Per Renato Meduri, figura storica della destra locale, «Reggio fu venduta agli interessi di Psi e Dc. La repressione fu vergognosa, lo Stato parlò solo con i fucili e gli ordini di comparizione. Riconciliazione? Mai!». Per il calabrese Marco Minniti, ex ministro del Pd, invece «Reggio fu il buco nero della democrazia in Italia, molto presto la rivolta fu pilotata dall’estrema destra, Ordine Nuovo e Avanguardia Nazionale». Significativa la testimonianza di Silvio Mavilla, che ai tempi lavorava come fotografo: «Il Tg taceva e minimizzava. Poi diventammo fascisti per tutto il mondo».

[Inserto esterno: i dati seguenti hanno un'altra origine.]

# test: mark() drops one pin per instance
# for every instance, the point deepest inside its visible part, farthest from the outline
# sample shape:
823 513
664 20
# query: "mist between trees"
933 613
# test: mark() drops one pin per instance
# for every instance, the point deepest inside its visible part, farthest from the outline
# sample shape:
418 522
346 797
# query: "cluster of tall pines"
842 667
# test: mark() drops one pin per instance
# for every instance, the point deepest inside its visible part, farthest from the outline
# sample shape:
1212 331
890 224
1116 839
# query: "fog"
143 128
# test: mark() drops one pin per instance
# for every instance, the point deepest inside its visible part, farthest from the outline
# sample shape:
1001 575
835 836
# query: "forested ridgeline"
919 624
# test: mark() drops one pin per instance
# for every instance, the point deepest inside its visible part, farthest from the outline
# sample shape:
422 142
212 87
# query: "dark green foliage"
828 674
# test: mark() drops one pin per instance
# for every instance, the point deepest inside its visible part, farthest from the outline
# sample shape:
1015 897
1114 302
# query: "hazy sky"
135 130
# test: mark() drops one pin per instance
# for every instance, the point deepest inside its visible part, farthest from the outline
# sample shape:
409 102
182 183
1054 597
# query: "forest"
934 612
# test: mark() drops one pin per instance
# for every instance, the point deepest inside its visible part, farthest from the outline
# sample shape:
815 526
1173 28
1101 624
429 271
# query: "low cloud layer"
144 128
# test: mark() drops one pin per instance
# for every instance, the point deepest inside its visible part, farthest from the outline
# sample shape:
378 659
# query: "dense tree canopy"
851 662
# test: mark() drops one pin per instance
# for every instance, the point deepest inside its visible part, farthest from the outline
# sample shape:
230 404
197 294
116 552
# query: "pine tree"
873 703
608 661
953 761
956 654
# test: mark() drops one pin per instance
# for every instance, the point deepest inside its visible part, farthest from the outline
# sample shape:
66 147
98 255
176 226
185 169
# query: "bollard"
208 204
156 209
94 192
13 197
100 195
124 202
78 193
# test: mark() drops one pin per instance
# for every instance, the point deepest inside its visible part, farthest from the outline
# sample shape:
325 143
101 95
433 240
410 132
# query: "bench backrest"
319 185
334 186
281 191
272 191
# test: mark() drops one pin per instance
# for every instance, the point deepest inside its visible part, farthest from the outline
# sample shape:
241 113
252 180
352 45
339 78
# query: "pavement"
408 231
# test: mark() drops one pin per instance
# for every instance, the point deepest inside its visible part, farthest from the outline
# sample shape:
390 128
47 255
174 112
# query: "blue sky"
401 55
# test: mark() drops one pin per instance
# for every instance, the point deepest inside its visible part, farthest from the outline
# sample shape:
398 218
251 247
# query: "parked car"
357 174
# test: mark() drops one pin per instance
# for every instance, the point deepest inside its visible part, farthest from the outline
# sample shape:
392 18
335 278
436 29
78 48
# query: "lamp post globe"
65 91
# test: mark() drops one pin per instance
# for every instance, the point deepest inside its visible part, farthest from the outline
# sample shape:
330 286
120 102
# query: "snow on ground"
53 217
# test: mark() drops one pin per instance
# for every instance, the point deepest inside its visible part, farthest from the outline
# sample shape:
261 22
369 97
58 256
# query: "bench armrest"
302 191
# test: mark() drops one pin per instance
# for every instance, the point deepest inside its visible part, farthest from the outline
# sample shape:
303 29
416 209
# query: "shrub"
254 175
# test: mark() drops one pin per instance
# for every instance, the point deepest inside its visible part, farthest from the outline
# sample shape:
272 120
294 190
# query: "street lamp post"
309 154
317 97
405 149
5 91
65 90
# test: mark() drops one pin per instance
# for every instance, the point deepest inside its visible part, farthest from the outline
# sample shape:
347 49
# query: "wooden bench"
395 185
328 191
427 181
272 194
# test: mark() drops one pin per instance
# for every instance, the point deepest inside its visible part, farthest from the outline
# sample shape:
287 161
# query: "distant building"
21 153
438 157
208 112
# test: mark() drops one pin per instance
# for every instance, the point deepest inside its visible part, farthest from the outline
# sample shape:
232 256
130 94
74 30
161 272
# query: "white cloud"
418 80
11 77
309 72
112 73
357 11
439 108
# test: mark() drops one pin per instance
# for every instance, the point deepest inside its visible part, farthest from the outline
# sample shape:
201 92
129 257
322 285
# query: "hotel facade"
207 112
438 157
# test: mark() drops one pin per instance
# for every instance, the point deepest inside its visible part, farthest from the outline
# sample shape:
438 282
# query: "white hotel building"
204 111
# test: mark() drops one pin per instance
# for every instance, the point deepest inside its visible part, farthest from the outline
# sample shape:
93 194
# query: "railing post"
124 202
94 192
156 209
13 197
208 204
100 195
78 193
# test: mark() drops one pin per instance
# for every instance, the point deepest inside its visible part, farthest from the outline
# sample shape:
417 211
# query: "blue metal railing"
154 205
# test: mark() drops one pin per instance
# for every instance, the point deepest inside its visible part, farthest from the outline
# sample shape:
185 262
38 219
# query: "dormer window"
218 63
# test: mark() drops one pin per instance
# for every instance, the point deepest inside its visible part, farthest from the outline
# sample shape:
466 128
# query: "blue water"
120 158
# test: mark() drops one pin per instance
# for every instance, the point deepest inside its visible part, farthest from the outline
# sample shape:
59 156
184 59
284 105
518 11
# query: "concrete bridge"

Le proteste e le barricate finirono nel febbraio 1971 quando il governo di Emilio Colombo, per placare l’ira reggina, optò per una distribuzione regionale delle principali sedi istituzionali: Giunta a Catanzaro, assemblea a Reggio, università a Cosenza. Inoltre fu promesso di costruire un centro siderurgico a Gioia Tauro e uno stabilimento Liquichimica a Saline per 10mila nuovi posti di lavoro.

Sui fatti di Reggio è di recente pubblicazione “Salutiamo amico”, di Gianfrancesco Turano, firma de “L’Espresso”, romanzo tra fiction e realtà in cui vengono ripercorsi quei folli mesi con tutti i loro lati oscuri.